Some guerrilla units took position in various points of the lower class areas, while other units took over mansions, hotels, and buildings of the Escalon, the area where the rich live and work. Quite predictably, the guerrillas entrenched in the rich areas were able to hold their positions for days, since the army had to proceed with caution lest a stray bullet caused harm to someone with a well known last name or the property of a powerful family. The poor, however, saw tanks and military aircraft bombing the areas infested with guerrillas and poor people without rich names or influence. They dropped bombs in aleatory fashion all over them, destroying many houses. Most families hid under furniture and rubble, forts of mattresses, refrigerators and debris; waiting for the sound of bombs and bullets to end, for respite or death. I spoke to as many friends and family as I could, impotent and with no light sense of guilt I heard their accounts of terror under the bombing, the uncertainty, the resignation to prayer and the “let it be what God wills” of the gentle unarmed.
Others were ready to fight, and taking up arms joined the guerrillas in a last hope for change. Tania, my dear Tania, was among the units fighting. She had gone to the jungle, to join the revolutionary army just a few month before the insurrection. Maybe she was part of the small units that marched under the earth, through tunnels built over the years that led to the rain gutters all over the city; an underground interconnected series of tunnels that took the muchachos from the hill of Guazapa where the guerrillas had one of the strongest strongholds.
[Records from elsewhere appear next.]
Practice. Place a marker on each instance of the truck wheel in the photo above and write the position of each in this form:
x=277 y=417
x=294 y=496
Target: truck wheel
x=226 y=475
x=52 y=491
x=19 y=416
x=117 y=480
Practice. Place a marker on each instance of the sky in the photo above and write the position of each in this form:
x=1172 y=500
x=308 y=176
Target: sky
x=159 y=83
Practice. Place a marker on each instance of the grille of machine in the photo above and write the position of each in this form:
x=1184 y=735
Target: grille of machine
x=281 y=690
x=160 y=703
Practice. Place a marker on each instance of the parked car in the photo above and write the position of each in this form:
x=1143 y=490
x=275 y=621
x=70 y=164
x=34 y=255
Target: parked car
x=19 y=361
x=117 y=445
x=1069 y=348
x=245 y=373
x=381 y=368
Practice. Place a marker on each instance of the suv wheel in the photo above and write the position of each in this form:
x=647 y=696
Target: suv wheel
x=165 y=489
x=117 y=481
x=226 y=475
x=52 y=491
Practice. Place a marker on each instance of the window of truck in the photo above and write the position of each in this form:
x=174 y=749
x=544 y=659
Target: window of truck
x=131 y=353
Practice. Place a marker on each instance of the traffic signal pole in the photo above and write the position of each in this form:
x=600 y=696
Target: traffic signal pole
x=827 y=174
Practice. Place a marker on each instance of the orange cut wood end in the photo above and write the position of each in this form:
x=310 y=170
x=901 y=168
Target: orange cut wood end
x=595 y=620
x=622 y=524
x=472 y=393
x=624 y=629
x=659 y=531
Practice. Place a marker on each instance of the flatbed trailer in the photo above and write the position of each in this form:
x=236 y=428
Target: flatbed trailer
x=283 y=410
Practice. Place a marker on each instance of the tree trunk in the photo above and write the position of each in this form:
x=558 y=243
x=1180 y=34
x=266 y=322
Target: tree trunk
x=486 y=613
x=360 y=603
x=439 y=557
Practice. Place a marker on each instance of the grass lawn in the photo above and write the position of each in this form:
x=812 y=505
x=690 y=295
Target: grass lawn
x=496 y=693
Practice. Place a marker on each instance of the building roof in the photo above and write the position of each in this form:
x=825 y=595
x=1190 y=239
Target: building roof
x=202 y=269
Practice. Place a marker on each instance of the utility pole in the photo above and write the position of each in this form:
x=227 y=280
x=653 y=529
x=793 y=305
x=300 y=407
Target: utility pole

They marched at night and emerged from everywhere, silent and hidden like the unexpected and recondite workers of change, like the fluttering of the wings of a butterfly whose ripples unite with other insignificant and hidden ripples to cause a hurricane on the other side of the world.
Out of the gutter came back the fire I had sent away 13 years before, bringing back the colors and smells, the heat and the fervor now grown from fleeting impressions into full dreams of a new and glorious new world.